Let A be the amount spent on advertising (in thousands of dollars) and x be the number of boxes sold (in thousands of boxes).
From the given data:
When A = 40, x = 100
When A = 60, x = 200
We can use the formula for slope, which is given by:
slope = (change in y) / (change in x)
slope = (200 - 100) / (60 - 40)
slope = 100 / 20
slope = 5
Therefore, the equation describing the relation between A and x is:
x = 5A
b. To determine how much advertising is needed to sell 300,000 boxes of cereal, we can substitute x = 300 into the equation:
300 = 5A
Solving for A:
A = 300 / 5
A = 60
Therefore, $60,000 needs to be spent on advertising to sell 300,000 boxes of cereal.
c. The slope of the equation (5 in this case) represents the rate of change or the increase in boxes sold for every $1,000 increase in advertising. In other words, for every additional $1,000 spent on advertising, the company can expect to sell an additional 5,000 boxes of cereal.
To solve this problem, we will use the given data points to create a linear equation that describes the relationship between the amount spent on advertising (A) and the number of boxes sold (x).
a.
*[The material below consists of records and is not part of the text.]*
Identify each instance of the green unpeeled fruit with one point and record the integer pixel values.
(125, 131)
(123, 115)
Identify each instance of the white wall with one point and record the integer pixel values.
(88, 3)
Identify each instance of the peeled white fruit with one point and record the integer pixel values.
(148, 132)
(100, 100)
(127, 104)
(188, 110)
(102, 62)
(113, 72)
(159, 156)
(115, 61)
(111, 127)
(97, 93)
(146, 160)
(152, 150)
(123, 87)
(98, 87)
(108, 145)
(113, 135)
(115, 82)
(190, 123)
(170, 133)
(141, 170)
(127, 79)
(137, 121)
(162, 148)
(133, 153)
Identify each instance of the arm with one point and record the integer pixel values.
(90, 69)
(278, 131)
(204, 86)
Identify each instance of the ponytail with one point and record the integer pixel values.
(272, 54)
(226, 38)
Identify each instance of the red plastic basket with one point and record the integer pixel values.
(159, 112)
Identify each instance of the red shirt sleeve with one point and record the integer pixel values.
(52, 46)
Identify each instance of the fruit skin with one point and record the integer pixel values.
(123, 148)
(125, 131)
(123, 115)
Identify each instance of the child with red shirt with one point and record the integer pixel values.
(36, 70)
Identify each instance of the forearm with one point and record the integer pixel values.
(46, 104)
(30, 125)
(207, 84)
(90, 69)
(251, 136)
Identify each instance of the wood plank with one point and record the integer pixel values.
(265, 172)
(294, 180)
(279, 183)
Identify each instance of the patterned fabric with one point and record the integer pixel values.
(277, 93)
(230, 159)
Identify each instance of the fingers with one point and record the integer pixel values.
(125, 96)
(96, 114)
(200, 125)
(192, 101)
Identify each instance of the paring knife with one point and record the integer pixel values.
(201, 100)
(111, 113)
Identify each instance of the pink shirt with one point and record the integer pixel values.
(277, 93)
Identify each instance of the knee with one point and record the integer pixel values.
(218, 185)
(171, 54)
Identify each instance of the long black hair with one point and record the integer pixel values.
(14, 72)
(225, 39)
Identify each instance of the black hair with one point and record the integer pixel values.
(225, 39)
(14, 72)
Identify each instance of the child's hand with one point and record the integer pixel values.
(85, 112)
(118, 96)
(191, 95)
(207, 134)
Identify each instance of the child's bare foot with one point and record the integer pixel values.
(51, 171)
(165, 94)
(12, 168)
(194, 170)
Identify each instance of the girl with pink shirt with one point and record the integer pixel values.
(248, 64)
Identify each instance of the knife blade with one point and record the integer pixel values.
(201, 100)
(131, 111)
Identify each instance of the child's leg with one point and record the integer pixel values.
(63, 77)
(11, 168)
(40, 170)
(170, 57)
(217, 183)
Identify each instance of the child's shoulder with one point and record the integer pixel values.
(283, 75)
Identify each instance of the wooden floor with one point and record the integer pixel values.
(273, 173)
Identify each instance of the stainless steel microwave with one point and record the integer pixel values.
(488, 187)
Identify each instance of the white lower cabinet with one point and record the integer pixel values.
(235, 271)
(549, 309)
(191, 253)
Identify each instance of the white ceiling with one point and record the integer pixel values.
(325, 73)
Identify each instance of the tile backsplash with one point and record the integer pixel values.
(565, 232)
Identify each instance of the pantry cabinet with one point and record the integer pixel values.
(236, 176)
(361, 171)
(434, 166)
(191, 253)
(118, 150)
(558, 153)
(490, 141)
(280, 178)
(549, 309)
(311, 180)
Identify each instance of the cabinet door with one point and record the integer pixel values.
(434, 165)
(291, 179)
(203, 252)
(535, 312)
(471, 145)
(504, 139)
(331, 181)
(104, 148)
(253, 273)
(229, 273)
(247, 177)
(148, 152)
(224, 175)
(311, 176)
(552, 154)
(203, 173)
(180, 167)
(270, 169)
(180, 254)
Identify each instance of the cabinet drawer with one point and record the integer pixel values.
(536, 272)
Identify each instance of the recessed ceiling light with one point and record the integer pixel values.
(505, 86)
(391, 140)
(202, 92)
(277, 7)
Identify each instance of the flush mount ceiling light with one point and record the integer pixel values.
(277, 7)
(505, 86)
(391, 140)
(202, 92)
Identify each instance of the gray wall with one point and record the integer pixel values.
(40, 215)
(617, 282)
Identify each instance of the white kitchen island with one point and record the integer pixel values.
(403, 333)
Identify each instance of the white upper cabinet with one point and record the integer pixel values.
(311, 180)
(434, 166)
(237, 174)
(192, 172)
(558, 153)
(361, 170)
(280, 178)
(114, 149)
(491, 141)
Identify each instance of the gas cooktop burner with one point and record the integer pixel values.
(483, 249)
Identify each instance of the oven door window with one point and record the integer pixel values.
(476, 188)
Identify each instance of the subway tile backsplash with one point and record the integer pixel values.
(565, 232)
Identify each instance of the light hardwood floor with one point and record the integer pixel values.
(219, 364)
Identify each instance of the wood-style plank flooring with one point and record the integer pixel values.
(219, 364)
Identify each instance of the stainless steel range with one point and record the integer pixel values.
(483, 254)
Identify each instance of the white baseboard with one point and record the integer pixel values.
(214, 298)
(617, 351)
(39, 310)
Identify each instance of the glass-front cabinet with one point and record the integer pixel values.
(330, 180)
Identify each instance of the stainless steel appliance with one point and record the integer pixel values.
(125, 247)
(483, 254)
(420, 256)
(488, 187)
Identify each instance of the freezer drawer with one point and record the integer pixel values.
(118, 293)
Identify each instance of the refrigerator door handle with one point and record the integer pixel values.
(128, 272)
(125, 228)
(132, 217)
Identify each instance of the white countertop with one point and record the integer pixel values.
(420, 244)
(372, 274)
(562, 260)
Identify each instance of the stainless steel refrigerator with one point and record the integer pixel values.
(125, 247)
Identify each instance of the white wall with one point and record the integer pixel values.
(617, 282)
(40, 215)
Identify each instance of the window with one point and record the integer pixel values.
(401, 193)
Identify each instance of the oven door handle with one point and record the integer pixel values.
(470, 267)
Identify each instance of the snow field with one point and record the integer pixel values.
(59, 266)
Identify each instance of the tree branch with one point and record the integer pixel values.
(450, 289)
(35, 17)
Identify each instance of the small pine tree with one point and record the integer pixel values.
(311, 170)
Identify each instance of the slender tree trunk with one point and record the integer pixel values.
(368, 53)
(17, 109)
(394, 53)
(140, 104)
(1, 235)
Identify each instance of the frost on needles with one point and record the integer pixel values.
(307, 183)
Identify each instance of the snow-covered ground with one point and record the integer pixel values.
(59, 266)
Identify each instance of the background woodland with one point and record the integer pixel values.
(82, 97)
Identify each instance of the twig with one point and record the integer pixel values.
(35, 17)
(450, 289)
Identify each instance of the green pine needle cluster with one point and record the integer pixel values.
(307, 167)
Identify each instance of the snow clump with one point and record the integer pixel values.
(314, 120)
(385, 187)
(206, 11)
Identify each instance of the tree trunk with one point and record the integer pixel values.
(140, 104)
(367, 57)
Let's start by writing the equation using the slope-intercept form, y = mx + b, where y represents the number of boxes sold and x represents the amount spent on advertising.
We are given two data points:
When A = $40,000, x = 100,000
When A = $60,000, x = 200,000
To find the slope (m), we can use the formula:
m = (change in y) / (change in x) = (200,000 - 100,000) / ($60,000 - $40,000) = 100,000 / $20,000 = 5
Now, let's plug in one of the data points into the equation and solve for the y-intercept (b). We'll use the point (40,000, 100,000):
100,000 = 5 * 40,000 + b
100,000 = 200,000 + b
b = 100,000 - 200,000
b = -100,000
Therefore, the equation is:
y = 5x - 100,000
b. To find out how much advertising is needed to sell 300,000 boxes of cereal (x), we substitute y = 300,000 into the equation and solve for x:
300,000 = 5x - 100,000
400,000 = 5x
x = 400,000 / 5
x = 80,000
Hence, $80,000 of advertising is needed to sell 300,000 boxes of cereal.
c. The slope of the equation, which is 5 in this case, represents the rate of change. It indicates that for every increase of $1,000 spent on advertising, the number of boxes sold will increase by 5,000. In other words, the slope shows the "marginal effect" of advertising on the number of boxes sold.